Background: The clinical efficacy of the resuscitative endovascular balloon of the Aorta (REBOA) for trauma has been controversial, and the complications related REBOA couldn’t be ignored. We hypothesis the appropriate way to perform REBOA for the appropriate trauma patient at the appropriate timing improves the outcome. The aim of this study is the exploration for the appropriate patient and the appropriate timing of REBOA.

Method: This is a single-center retrospective study. The trauma patients performed REBOA from Apr. 2009 to Mar. 2016 were included. First, the medical records were reviewed, and a clinical feature of the need for REBOA was surveyed. Second, a comparative study between the survivors (at 24 hours from their injuries) group and the non-survivors group was conducted, and the timing of REBOA to avoid hemorrhagic death was analyzed. Finally, a multivariate logistic regression analysis was performed to identify the independent prognostic factors. The patients with cardiac arrest on arrival were excluded.

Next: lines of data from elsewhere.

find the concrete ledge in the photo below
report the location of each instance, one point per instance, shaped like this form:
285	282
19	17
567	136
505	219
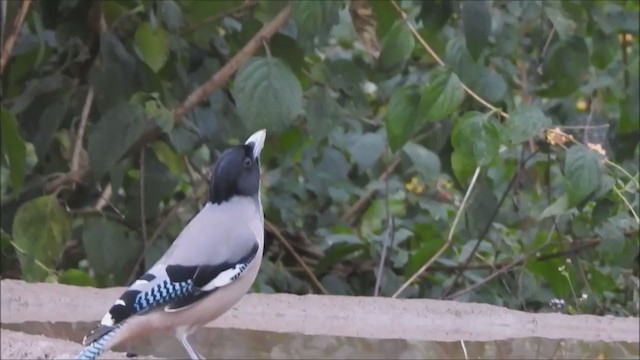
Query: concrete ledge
379	318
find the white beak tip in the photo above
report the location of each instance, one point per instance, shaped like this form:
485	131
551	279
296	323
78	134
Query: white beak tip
257	139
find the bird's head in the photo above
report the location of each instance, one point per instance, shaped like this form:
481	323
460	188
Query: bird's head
237	172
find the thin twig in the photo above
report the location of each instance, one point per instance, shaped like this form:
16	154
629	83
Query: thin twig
217	80
362	203
272	228
489	223
386	244
359	206
105	198
449	237
547	43
514	263
247	5
75	158
433	54
221	77
11	39
143	213
464	350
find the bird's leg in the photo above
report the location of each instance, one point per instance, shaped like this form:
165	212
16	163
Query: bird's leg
193	355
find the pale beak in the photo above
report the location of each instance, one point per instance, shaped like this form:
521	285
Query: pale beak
257	140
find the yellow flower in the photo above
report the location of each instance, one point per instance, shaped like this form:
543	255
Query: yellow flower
555	136
581	105
415	186
625	38
597	148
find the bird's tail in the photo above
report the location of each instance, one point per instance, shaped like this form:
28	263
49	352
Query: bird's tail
99	345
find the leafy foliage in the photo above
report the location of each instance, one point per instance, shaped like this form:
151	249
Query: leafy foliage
113	113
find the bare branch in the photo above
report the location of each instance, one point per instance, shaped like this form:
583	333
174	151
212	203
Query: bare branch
449	238
220	78
11	39
272	228
75	158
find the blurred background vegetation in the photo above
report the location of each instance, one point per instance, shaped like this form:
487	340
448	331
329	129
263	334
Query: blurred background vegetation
481	151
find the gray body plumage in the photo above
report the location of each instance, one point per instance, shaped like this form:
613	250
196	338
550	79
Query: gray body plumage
208	268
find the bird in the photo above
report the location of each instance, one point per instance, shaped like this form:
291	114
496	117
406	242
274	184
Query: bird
207	269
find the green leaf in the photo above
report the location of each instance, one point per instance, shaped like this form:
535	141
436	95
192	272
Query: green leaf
524	123
559	207
563	25
396	46
385	16
40	229
583	174
476	17
267	94
314	19
564	70
159	183
434	14
630	109
426	162
14	149
152	45
114	76
442	95
76	277
612	237
476	141
116	131
604	50
162	116
491	85
170	14
366	150
336	253
111	248
48	123
401	116
167	156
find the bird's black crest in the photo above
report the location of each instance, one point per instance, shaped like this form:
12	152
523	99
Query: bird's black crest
237	173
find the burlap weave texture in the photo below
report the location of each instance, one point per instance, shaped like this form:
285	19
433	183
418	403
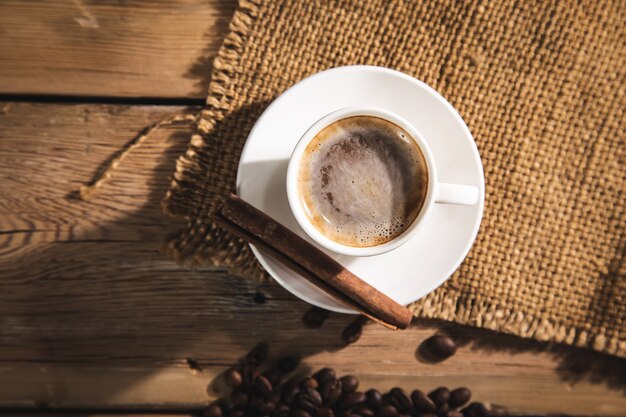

Results: 56 patients were enrolled. The median age of this population was 66 year-old, and ISS was 50, RTS was 5.88, and Ps (TRISS) was 20.2%, and the survival rate was 55.4%. All patients needed the Massive Transfusion (MT), 96.4% had AIS 3 or more of abdominal or pelvic or both injuries, and the median blood pressure before REBOA was 70mmHg. In the comparison, the survivor group included 33 patients and the non-survivor group included 23 patients. In the non-survivors, ISS, the time length from the arrival to REBOA, the total infused volume (both crystalloid and transfusion) from the arrival to REBOA, and the presence of the cardiac arrest before REBOA was significantly greater than that of the survivors, and RTS, GCS, the blood pressure before REBOA was lower than that of the survivors. The multi-variable analysis showed a significant relation between the time length from the arrival to REBOA and the mortality, and between the blood pressure before REBOA and the mortality.

Conclusion: The indication for REBOA in trauma may be the subdiaphragmatic severely injured non-responsive patient to the MT. The early determination of REBOA among trauma resuscitation based on the response to the MT may improve their outcome, and warrants further investigation.